First of all, perwakilan negara Denmark di kategori Best International Feature Film di ajang 94th Academy Awards ini merupakan sebuah film yang tidak mudah. Kamu mungkin akan memberi ekspektasi yang cenderung soft mengingat ini merupakan sebuah film animasi tapi percayalah hal itu kurang tepat. Saya dulu juga menaruh ekspektasi yang serupa pada ‘Waltz with Bashir’ namun betapa terkejutnya saya saat Ari Folman mengeksplorasi isu dan pesan yang hendak disampaikan meski memang disajikan lewat visual yang memesona. Belajar dari pengalaman itulah saya menolak untuk menaruh ekspektasi serupa pada film yang naskahnya ditulis oleh Sutradara Jonas Poher Rasmussen bersama dengan narasumber utama, Amin Nawabi, sehingga tidak heran ketika berbagai kejutan itu muncul saya tidak terguncang.

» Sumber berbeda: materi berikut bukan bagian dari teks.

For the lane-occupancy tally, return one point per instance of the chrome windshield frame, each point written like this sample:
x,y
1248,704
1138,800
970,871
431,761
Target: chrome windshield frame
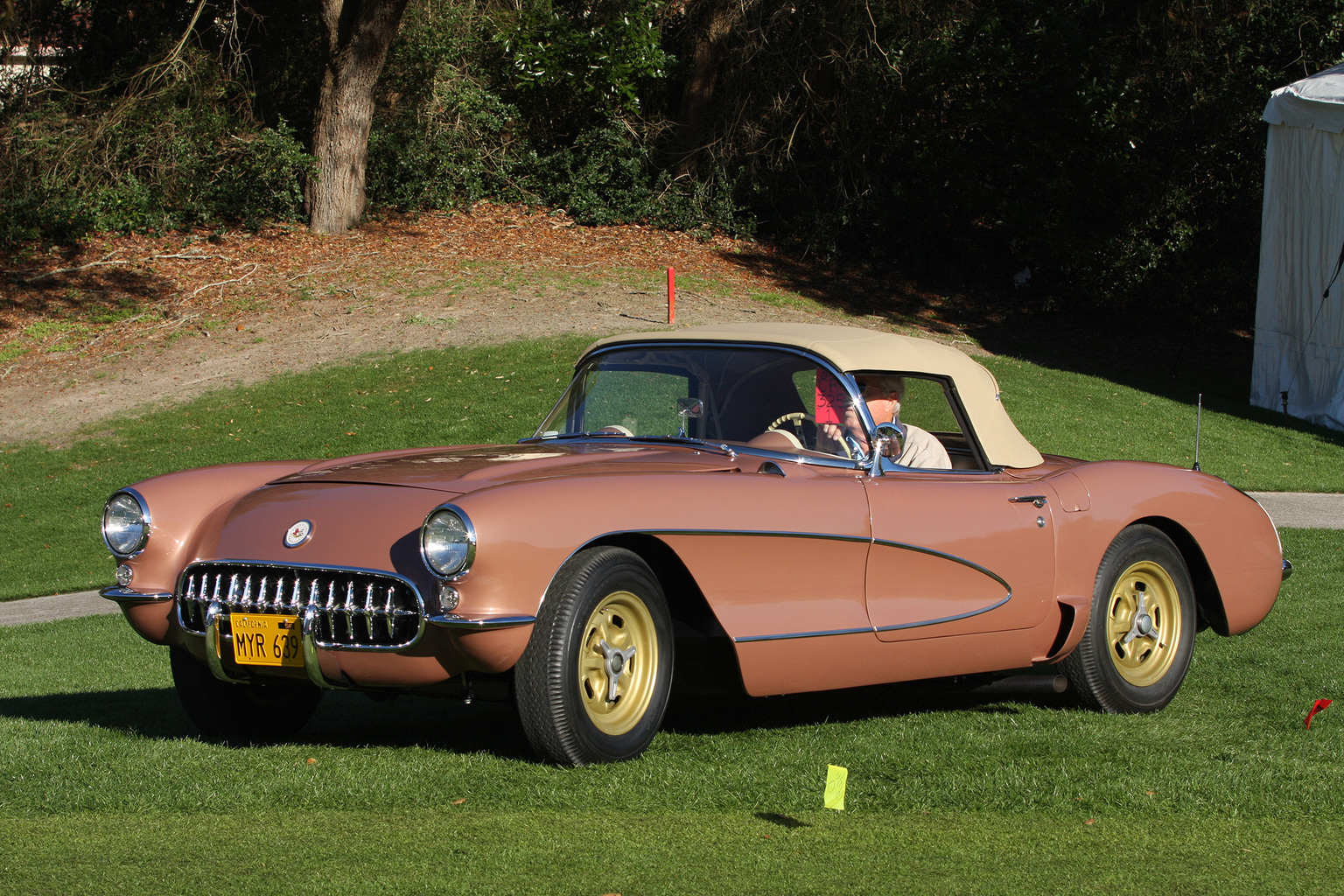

‘Flee’ bukan untuk mereka yang berpikiran sempit apalagi tertutup melainkan bagi mereka yang senang ketika sudut pandang terhadap sesuatu coba distimulasi. Tidak ada yang berlebihan sebenarnya di sini tapi jelas konflik utama yakni seorang pria yang kabur dari negaranya Afghanistan dan menjadi pengungsi ke Denmark adalah sesuatu yang potensial untuk terasa sensitif bagi beberapa kalangan, belum lagi jika ikut menghintung beberapa kejutan setelahnya. Menariknya Jonas Poher Rasmussen care tapi tidak terbebani akan itu, ia fokus menempatkan kisah menyedihkan yang dialami Amin untuk secara bertahap menarik simpati, empati, dan emosi penonton semakin jauh. Jelas ada sikap hati-hati di sana namun narasi konsisten terasa lincah saat bertutur terutama pada eksposisi, gradually getting more and more attractive.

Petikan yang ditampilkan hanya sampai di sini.